11 years have passed since the start of the Syrian Conflict, and Turkey’s approach to the conflict and its interests have evolved. With elections set for June, 2023 on the horizon, Turkey’s political leaders, both in government and opposition, have refocused their approach to Syria based on the goals of destroying the Autonomous Administration and creating a so-called safe zone to return Turkey’s more than 3.6 million Syrian refugees.
In line with these goals, the Turkish rhetoric surrounding the status of Assad and the government in Damascus has evolved as well. Turkish Foreign Minister Mevlut Cavusoglu recently announced that he briefly met and spoke with Syria’s Foreign Minister and Turkish President Recep Tayyip Erdogan stated that Turkey does not seek the removal of Assad. Foreign Minister Cavusoglu further called for “reconciliation” between the Turkish-backed opposition and the Assad Regime. The Turkish opposition, in particular the Republican People’s Party, has long called for even more overt relations with the Damascus government, in order to quickly and decisively address the refugee and AANES issues.

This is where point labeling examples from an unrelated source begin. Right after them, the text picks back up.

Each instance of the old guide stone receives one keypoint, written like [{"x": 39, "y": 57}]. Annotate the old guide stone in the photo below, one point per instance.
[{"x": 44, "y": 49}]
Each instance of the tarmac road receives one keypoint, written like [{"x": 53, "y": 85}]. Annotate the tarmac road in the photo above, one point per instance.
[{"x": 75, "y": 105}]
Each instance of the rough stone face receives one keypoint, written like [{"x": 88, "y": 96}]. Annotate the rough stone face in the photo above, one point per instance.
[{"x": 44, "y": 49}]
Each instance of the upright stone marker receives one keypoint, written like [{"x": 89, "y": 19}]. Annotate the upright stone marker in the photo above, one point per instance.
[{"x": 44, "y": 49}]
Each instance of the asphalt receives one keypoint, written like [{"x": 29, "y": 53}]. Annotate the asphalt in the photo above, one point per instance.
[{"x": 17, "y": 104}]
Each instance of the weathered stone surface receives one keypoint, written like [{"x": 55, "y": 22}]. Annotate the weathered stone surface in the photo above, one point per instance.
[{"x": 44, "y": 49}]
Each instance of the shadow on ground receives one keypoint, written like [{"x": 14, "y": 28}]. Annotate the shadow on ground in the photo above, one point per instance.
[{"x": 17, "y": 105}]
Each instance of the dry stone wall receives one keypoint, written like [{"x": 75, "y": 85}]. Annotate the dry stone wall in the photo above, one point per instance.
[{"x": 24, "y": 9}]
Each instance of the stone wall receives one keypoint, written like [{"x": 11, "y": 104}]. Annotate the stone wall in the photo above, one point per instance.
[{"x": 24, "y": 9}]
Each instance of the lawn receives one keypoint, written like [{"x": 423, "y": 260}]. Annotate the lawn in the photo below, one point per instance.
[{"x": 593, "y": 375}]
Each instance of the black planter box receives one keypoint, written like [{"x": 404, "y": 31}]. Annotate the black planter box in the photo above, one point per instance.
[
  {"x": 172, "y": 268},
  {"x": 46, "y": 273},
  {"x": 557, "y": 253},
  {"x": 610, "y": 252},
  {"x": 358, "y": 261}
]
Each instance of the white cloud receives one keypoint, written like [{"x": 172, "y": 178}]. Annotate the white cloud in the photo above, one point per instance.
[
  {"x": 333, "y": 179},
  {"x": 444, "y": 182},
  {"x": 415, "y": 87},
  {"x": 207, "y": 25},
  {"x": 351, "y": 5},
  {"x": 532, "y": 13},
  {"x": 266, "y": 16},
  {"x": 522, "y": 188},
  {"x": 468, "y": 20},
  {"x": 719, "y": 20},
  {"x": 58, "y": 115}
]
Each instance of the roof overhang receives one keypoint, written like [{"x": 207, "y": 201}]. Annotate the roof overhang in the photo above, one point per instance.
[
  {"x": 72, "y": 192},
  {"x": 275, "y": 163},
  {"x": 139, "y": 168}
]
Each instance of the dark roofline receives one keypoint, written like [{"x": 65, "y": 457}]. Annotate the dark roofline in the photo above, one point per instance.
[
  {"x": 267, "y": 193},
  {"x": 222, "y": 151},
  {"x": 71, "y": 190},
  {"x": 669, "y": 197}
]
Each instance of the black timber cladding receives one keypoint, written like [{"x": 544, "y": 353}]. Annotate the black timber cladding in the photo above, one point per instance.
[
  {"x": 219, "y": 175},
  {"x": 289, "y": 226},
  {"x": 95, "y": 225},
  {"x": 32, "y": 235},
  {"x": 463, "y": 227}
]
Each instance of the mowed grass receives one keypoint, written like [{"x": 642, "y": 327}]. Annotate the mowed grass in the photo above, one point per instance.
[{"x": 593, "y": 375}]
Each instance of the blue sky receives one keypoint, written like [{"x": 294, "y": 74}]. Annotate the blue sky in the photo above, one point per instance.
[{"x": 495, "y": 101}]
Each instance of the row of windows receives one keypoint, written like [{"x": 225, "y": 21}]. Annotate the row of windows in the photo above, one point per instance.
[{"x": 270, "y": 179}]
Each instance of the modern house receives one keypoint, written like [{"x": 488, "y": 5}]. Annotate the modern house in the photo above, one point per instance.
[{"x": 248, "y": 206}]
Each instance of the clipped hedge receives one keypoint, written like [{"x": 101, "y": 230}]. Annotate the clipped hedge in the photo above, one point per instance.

There have long been intelligence contacts between the Turkish and Syrian intelligence agencies, and the Turkish focus in Syria changed to destroying the AANES project as well. However, the rhetoric about “reconciliation” is unprecedented, and shows the Turkish State’s concerns regarding its own domestic issues and how these have refocused its priorities in Syria based on electoral concerns of Turkey’s most prominent political parties. Despite these recent statements, Turkey’s military occupation of large swathes of Syrian territory remains a source of contention and instability in relations between Turkey and the Syrian government, as well as the Autonomous Administration of North and East Syria.